Phil Ivey and the Borgata Casino in Atlantic City are locked in a battle over $9.6 million in baccarat winnings, one that is far more dramatic than the high-stakes table game itself.
We still don’t know how a court will ultimately rule on the Borgata’s lawsuit that seeks to recover those controversial winnings, but Ivey isn’t waiting to find out, choosing to launch an attack of his own instead.
Attorneys representing Ivey and Cheng Yin Sun filed a countersuit against the Borgata this week, claiming that the defendants did nothing wrong in the case and that the Borgata had destroyed evidence that was critical to their defense.
“Borgata had a duty of care at all times relevant hereto due and owing to the defendants, to maintain, sequester, and preserve the precise playing cards utilized by the plaintiff in each of the casino games patronized by the defendants from April through July of 2012,” defense lawyers wrote in the countersuit. “Plaintiff Borgata knew that those playing cards were critically material to Ivey and Sun’s defense, and knew further that destruction of those playing cards would render the defendants irrevocably prejudice in defending against plaintiff’s claims and in securing judgment against the plaintiff.”
Ivey Fighting Two Casinos Over Baccarat Winnings
The Borgata lawsuit is one of two legal battles between Ivey and casinos over his use of a technique known as edge sorting in high stakes baccarat games.
Ivey and Sun were able to get the casinos to agree to use playing cards with defects in how they were cut, allowing knowledgeable players to distinguish which was a card was turned due to their asymmetric design.
They then had dealers turn high cards 180 degrees (ostensibly for superstitious reasons), allowing them to know if cards were high or low even when they were face down.
That was enough to give the players a significant edge over the house.

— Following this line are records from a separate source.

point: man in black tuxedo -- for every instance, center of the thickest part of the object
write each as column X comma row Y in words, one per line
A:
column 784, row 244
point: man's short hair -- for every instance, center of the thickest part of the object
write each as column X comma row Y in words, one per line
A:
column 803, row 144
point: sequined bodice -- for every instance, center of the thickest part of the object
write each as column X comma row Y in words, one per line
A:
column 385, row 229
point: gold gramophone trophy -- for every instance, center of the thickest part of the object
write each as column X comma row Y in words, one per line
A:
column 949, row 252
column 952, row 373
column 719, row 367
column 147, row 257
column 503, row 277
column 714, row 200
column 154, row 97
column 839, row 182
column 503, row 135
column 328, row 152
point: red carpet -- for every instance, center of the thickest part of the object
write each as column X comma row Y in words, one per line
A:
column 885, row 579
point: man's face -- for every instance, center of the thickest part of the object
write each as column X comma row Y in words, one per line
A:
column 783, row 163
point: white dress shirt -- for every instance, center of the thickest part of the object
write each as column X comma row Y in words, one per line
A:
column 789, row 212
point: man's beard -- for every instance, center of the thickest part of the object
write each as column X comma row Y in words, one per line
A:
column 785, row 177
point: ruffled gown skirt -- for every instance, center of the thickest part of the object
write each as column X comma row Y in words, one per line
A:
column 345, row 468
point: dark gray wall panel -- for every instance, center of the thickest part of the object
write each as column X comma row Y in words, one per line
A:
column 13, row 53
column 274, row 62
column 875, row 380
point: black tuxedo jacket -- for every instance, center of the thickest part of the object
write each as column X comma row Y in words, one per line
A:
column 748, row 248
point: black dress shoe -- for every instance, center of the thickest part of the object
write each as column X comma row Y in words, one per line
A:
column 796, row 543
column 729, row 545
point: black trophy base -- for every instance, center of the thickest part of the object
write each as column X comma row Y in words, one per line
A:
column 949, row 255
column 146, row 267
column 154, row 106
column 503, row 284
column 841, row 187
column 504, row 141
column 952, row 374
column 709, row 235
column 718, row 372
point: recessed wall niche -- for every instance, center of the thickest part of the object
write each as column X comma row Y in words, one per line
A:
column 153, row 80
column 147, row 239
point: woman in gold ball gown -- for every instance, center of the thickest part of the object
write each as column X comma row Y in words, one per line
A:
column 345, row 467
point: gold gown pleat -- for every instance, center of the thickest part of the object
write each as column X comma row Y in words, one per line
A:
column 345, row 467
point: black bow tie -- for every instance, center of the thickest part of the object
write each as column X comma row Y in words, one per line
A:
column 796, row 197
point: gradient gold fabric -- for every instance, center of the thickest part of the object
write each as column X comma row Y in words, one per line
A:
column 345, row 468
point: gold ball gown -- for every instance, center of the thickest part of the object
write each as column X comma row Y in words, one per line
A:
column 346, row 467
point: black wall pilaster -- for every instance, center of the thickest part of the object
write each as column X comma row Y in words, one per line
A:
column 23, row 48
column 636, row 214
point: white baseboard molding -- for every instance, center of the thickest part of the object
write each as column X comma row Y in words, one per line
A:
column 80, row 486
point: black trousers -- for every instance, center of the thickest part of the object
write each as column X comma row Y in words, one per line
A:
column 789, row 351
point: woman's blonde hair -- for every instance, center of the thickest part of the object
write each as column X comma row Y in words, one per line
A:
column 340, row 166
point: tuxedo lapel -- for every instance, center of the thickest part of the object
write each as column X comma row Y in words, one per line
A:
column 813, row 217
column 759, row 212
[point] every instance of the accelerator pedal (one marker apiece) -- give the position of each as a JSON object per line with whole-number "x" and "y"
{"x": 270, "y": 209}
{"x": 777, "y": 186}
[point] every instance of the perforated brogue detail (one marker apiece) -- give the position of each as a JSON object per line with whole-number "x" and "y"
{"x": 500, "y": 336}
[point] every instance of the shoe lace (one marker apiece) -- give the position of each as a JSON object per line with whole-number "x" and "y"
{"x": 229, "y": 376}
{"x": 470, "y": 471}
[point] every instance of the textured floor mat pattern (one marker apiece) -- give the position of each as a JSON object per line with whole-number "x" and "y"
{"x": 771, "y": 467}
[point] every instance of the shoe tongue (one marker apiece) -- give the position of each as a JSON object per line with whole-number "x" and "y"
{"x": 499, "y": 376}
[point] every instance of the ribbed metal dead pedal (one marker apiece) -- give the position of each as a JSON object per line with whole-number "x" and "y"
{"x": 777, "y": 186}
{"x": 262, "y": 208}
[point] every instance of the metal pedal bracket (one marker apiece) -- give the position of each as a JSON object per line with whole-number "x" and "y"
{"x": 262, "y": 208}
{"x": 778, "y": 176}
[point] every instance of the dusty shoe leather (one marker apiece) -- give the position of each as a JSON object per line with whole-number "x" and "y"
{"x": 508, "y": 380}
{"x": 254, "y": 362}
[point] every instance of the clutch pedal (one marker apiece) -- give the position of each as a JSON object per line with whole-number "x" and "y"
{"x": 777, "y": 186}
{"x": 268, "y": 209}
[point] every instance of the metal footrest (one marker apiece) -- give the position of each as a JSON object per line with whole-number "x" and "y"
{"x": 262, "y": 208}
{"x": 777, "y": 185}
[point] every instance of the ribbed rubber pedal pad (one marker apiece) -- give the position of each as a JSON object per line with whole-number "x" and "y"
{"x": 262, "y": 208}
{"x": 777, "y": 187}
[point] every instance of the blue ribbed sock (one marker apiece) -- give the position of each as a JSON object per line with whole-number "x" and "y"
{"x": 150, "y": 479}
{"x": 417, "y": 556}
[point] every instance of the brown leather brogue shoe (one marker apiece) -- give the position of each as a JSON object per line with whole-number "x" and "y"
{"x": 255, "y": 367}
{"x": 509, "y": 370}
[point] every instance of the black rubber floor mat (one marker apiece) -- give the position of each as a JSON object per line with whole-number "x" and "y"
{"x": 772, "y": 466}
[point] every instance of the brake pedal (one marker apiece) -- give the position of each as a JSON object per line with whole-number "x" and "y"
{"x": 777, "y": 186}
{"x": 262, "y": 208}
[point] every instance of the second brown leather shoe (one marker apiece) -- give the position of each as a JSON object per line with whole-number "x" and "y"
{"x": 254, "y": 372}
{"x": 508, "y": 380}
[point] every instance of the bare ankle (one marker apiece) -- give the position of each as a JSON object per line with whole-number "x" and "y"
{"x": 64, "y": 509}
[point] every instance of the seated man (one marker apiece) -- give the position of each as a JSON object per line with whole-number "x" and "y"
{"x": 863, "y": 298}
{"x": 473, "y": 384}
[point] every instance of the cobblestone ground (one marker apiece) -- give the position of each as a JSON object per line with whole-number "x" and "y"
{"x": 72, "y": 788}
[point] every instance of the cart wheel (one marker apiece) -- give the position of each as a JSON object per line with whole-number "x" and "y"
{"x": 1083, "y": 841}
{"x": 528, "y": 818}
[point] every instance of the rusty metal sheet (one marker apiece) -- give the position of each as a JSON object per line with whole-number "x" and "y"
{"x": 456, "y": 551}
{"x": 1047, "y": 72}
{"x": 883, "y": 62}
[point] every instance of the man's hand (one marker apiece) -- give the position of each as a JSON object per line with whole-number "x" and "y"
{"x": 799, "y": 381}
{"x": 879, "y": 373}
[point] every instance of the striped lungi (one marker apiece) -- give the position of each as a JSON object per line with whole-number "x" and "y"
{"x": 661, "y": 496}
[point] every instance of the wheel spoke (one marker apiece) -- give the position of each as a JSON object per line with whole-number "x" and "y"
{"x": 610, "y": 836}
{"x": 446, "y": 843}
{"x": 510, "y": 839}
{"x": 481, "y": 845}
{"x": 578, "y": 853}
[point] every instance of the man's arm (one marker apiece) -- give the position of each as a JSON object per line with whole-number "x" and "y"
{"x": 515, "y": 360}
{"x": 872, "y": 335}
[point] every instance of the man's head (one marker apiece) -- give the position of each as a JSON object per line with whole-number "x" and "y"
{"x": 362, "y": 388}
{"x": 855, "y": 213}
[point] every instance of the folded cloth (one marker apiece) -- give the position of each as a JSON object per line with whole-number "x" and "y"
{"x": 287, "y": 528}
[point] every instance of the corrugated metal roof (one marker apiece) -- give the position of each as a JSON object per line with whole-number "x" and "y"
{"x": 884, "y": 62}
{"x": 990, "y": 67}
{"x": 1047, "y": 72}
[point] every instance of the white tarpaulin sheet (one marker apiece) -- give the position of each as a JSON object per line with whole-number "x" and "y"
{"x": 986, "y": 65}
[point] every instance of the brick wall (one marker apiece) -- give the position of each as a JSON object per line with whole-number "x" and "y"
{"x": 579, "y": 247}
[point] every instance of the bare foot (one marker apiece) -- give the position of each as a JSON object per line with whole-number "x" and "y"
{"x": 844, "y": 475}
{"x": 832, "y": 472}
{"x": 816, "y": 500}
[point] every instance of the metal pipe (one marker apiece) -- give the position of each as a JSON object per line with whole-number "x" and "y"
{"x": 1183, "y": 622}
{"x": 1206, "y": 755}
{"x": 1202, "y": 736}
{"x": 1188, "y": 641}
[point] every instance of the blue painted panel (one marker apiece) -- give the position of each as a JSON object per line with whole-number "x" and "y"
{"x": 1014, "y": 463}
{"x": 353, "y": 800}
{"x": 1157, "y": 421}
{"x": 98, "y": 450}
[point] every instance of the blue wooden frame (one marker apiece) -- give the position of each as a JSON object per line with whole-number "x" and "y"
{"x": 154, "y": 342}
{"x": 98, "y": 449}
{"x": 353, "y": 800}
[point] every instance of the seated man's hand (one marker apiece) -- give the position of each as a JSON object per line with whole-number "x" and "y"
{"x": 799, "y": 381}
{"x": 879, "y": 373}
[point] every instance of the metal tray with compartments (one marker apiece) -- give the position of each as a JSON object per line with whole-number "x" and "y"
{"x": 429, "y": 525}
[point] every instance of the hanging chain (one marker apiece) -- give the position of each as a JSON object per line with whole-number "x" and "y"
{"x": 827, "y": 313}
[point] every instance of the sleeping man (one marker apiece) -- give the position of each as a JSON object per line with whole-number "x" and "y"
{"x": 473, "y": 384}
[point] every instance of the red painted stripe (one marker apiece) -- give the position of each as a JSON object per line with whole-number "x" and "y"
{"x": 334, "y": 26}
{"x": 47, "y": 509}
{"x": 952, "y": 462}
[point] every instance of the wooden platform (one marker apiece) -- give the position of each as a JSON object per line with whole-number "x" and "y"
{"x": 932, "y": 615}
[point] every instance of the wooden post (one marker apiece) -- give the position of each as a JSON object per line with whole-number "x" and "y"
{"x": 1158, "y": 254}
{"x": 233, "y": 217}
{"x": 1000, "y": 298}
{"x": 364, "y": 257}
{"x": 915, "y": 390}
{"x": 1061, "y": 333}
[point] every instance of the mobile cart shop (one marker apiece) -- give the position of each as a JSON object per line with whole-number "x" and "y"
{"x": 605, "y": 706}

Ivey proceeded to win £7.7 million ($11.9 million) from the Crockfords casino in London and another $9.6 million from the Borgata.
Appeal Pending in Crockfords Case
Crockfords never paid out Ivey’s winnings, however, causing him to sue the casino in an attempt to recover the funds. Ivey lost that case, but an appeal has been granted and is expected to be heard in December.
“I believe that what we did was a legitimate strategy,” Ivey said in a statement after the ruling. “We did nothing more than exploit Crockfords’ failure to take proper steps to protect themselves against a player of my ability…clearly today, the judge did not agree.”
After hearing about the Crockfords case, the Borgata realized that Ivey had used the same technique to beat them. However, the situation was different: they had already paid out the winnings to Ivey.
That meant that the Borgata was forced to sue Ivey in an effort to recover his winnings. Ivey attempted to have the lawsuit dismissed in March, but a judge denied that request.
The new countersuit once again asks for a dismissal of the case.
However, it also seeks damages from the Borgata, and asks the casino to pay for legal fees and court costs under a New Jersey law that punishes frivolous lawsuits.